Advice: Using expert investigation

Workplace investigations examine formal complaints and allegations such as grievances, whistle blowing, disciplinary cases and fraud.

Alison Driver Metisby Alison Driver, Metis HR.

Expert investigation obtains a clear picture of the situation through evidence gathering and analysis. The employer must be able to defend their position should a dismissal case go to tribunal and show that they have undertaken an appropriate level of investigation.

This is how allegations against an employee could play out:

Scenario 1 Your company’s HR department or outsourced supplier commissions an investigation from InvestigHR, in line with your company’s disciplinary policy. InvestigHR carries out the investigation on behalf of you, the employer.

InvestigHR provides a fully cross-referenced report establishing the facts of the matter backed up by a comprehensive evidence pack. The report and pack are often upwards of 300 pages if required.

Your manager is free to act as an expert witness, if required, providing valuable evidence to the investigation. This could not be submitted if the manager was investigating.

Scenario 2 You choose a manager to do the investigation. They commit several days to their report, but it is only a few pages because they’re specialists in what they do, not employee investigations. It’s lacking both quantity and quality, and you cannot establish fairness or reasonable grounds (both of which are essential at tribunal).

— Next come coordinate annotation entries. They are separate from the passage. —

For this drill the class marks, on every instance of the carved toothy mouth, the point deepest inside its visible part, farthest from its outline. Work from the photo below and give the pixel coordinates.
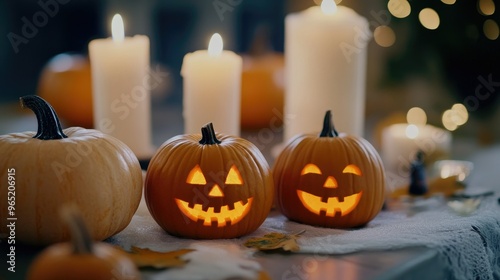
(331, 206)
(222, 218)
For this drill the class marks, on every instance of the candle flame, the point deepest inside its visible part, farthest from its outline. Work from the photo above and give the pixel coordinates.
(412, 131)
(328, 7)
(117, 30)
(216, 45)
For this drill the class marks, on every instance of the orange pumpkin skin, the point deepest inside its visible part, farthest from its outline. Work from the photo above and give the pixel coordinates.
(58, 262)
(167, 187)
(346, 167)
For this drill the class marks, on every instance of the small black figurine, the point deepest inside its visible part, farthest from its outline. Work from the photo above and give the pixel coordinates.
(418, 185)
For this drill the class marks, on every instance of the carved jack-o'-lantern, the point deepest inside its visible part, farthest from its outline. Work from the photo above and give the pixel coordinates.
(216, 187)
(333, 180)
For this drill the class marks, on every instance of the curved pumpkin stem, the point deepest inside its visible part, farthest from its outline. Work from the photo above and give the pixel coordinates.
(328, 128)
(80, 237)
(208, 136)
(49, 127)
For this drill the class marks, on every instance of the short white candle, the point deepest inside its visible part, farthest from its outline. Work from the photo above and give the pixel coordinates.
(325, 69)
(400, 142)
(212, 89)
(121, 93)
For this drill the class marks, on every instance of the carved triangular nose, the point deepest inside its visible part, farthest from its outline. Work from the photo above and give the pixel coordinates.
(216, 191)
(330, 182)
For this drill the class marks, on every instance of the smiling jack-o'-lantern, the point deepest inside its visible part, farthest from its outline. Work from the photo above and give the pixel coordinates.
(217, 187)
(333, 180)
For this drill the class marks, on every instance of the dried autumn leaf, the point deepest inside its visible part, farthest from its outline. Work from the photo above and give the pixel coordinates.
(144, 257)
(274, 241)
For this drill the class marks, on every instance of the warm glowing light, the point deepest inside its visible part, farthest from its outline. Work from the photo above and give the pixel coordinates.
(209, 217)
(449, 2)
(310, 168)
(412, 131)
(416, 116)
(315, 204)
(318, 2)
(117, 29)
(216, 45)
(460, 114)
(490, 29)
(353, 169)
(330, 182)
(399, 8)
(196, 176)
(448, 120)
(234, 177)
(429, 18)
(216, 192)
(384, 36)
(486, 7)
(328, 7)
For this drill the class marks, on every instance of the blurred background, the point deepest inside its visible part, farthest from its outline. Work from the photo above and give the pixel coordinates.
(429, 54)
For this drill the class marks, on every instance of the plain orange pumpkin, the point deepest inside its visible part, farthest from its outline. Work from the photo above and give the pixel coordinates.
(81, 258)
(262, 90)
(65, 82)
(331, 180)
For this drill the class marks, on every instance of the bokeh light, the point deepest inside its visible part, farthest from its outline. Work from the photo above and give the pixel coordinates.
(416, 116)
(399, 8)
(486, 7)
(429, 18)
(448, 121)
(490, 29)
(460, 114)
(384, 36)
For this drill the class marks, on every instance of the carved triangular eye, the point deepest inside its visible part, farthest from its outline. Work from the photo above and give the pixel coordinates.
(353, 169)
(234, 177)
(196, 176)
(310, 168)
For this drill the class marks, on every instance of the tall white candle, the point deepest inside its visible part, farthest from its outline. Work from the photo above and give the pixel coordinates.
(212, 89)
(325, 66)
(121, 93)
(400, 142)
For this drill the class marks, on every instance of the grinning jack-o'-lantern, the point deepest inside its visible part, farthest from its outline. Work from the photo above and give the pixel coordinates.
(333, 180)
(216, 187)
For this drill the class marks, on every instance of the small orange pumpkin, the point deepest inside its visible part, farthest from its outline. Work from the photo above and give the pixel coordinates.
(81, 259)
(334, 180)
(216, 187)
(53, 166)
(65, 82)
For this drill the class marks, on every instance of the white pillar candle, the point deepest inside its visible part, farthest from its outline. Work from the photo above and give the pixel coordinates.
(212, 89)
(400, 142)
(121, 96)
(325, 66)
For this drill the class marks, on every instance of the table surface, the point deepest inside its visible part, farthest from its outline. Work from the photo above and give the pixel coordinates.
(407, 263)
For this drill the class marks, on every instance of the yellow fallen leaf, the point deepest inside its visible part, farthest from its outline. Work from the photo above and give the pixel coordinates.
(144, 257)
(274, 241)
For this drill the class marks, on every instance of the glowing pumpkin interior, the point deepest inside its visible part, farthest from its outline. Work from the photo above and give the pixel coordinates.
(226, 215)
(329, 205)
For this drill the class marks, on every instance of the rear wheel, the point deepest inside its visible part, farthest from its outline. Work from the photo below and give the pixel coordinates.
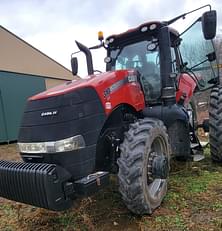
(215, 124)
(144, 166)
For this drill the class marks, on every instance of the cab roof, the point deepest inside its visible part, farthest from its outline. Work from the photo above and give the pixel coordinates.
(138, 33)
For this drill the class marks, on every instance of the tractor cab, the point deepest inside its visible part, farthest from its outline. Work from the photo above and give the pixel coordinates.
(186, 57)
(139, 49)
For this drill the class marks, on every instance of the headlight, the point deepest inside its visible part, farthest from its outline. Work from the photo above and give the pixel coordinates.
(68, 144)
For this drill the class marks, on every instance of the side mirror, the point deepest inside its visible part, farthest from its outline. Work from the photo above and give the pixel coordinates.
(74, 65)
(209, 24)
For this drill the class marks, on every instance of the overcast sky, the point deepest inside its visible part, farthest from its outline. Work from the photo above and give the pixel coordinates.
(53, 26)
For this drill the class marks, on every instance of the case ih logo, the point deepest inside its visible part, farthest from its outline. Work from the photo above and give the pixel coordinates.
(49, 113)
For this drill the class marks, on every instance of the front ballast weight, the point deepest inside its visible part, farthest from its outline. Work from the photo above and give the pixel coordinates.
(46, 186)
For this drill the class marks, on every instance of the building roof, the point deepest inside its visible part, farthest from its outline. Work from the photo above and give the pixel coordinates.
(19, 56)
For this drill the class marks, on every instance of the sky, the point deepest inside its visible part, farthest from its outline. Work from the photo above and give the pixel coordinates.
(53, 26)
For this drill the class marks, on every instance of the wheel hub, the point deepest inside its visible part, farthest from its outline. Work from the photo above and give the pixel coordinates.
(160, 167)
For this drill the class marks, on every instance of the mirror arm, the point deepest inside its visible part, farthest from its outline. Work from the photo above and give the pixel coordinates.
(183, 15)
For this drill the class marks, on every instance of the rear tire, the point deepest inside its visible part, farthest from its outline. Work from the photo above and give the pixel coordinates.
(144, 166)
(215, 124)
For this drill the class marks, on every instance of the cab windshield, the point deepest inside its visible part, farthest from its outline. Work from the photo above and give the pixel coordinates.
(144, 57)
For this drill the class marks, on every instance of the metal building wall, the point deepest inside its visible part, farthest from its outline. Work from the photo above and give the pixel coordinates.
(14, 90)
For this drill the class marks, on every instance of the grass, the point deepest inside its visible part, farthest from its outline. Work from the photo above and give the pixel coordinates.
(193, 202)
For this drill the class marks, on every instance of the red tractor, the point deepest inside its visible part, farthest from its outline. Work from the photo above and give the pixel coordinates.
(130, 120)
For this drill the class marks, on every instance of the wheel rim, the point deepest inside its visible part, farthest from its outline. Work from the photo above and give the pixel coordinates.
(157, 170)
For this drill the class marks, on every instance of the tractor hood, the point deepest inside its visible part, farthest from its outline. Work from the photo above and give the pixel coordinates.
(99, 82)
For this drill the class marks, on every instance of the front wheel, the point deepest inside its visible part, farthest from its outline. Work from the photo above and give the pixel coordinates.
(144, 166)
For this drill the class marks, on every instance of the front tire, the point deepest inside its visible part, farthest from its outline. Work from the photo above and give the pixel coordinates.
(215, 124)
(144, 166)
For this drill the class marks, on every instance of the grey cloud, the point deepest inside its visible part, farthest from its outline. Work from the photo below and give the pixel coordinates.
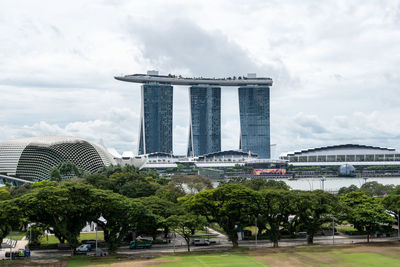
(182, 44)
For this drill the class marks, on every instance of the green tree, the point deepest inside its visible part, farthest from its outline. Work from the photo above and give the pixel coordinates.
(313, 209)
(64, 208)
(11, 217)
(364, 212)
(195, 183)
(162, 209)
(274, 208)
(229, 206)
(186, 224)
(4, 194)
(119, 215)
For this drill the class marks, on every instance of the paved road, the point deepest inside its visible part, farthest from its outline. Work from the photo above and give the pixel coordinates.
(223, 244)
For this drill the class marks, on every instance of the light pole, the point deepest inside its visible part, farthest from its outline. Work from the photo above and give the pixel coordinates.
(398, 225)
(174, 240)
(96, 238)
(256, 232)
(333, 230)
(11, 244)
(322, 182)
(30, 236)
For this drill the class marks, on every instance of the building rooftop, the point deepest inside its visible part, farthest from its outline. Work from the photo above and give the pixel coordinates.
(153, 77)
(334, 148)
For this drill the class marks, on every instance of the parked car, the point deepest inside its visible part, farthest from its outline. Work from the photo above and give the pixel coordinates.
(141, 243)
(201, 242)
(83, 249)
(21, 253)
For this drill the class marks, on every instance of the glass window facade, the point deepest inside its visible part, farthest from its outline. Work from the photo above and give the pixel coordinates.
(255, 120)
(205, 120)
(156, 119)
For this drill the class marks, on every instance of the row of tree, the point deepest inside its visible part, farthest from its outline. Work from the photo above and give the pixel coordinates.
(125, 201)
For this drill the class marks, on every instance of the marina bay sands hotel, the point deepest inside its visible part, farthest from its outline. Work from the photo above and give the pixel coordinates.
(155, 133)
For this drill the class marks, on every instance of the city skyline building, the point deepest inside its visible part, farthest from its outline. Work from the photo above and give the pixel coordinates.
(155, 130)
(205, 120)
(254, 112)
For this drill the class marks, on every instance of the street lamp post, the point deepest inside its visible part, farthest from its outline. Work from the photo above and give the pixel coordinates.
(96, 238)
(398, 224)
(333, 230)
(174, 240)
(256, 232)
(11, 244)
(322, 183)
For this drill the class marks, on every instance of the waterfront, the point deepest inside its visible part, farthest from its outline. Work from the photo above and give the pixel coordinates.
(335, 183)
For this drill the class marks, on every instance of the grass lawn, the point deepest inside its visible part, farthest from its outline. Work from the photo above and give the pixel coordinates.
(361, 255)
(213, 260)
(51, 239)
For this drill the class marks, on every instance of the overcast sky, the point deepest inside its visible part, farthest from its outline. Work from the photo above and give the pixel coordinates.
(335, 67)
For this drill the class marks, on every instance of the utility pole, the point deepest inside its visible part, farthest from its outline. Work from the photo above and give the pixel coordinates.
(174, 240)
(11, 244)
(333, 230)
(398, 224)
(96, 239)
(322, 183)
(256, 231)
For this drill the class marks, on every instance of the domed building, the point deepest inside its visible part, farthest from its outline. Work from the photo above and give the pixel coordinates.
(32, 158)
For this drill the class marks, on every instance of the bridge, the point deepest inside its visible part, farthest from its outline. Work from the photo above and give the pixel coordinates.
(179, 80)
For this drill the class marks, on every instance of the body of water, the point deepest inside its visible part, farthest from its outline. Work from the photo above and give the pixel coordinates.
(335, 183)
(332, 184)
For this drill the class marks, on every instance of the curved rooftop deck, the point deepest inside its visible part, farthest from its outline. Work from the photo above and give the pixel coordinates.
(179, 80)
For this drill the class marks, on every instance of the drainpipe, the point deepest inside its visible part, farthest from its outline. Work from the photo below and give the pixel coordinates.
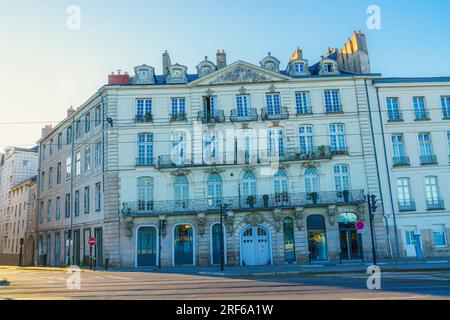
(386, 222)
(388, 175)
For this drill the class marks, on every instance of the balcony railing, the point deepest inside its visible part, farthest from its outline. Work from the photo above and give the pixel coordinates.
(428, 159)
(395, 116)
(405, 206)
(282, 114)
(178, 117)
(422, 115)
(435, 205)
(401, 161)
(243, 157)
(207, 117)
(250, 203)
(145, 162)
(244, 116)
(148, 117)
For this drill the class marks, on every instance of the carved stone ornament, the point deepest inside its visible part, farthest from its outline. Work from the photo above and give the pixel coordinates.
(240, 75)
(254, 219)
(332, 214)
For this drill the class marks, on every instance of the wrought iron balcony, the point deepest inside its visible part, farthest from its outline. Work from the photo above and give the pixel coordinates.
(148, 117)
(178, 117)
(407, 205)
(250, 203)
(145, 162)
(422, 115)
(244, 116)
(207, 117)
(402, 161)
(396, 116)
(428, 160)
(282, 114)
(435, 205)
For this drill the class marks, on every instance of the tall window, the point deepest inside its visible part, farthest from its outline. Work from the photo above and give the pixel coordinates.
(87, 159)
(143, 108)
(432, 190)
(98, 153)
(145, 193)
(178, 107)
(273, 104)
(248, 187)
(445, 102)
(67, 206)
(243, 105)
(393, 109)
(439, 235)
(98, 197)
(342, 177)
(78, 163)
(419, 108)
(404, 192)
(145, 148)
(337, 138)
(312, 181)
(181, 192)
(306, 139)
(303, 102)
(332, 101)
(58, 208)
(215, 189)
(276, 142)
(77, 203)
(87, 200)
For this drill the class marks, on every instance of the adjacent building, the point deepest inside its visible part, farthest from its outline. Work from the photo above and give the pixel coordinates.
(150, 163)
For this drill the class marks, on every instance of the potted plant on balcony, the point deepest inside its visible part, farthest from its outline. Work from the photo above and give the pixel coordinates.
(346, 195)
(266, 200)
(314, 196)
(251, 201)
(148, 117)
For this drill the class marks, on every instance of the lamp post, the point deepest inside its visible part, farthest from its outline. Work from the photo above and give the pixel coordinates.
(372, 201)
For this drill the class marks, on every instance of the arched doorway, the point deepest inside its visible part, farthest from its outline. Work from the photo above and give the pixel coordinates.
(317, 239)
(255, 246)
(146, 255)
(183, 245)
(351, 243)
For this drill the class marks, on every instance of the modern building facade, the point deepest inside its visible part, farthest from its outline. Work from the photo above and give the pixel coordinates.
(150, 163)
(17, 169)
(412, 119)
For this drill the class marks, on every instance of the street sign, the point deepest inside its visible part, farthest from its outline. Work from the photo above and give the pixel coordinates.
(92, 241)
(359, 225)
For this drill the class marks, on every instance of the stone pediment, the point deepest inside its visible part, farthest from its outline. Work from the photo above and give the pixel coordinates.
(240, 73)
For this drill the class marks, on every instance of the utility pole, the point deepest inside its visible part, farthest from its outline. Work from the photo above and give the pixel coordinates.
(372, 201)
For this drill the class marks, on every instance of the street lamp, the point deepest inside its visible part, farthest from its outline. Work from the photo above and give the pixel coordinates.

Your company has two choices: keep the problem employee or sack them and face a compensation claim with the potential of relying on an inadequate defence. An expert investigation leads to a considered decision which increases the likelihood of supporting an outcome of fair dismissal should the employee decide to take the matter to an employment tribunal. It gives you the ammunition to confidently choose the best outcome for your business.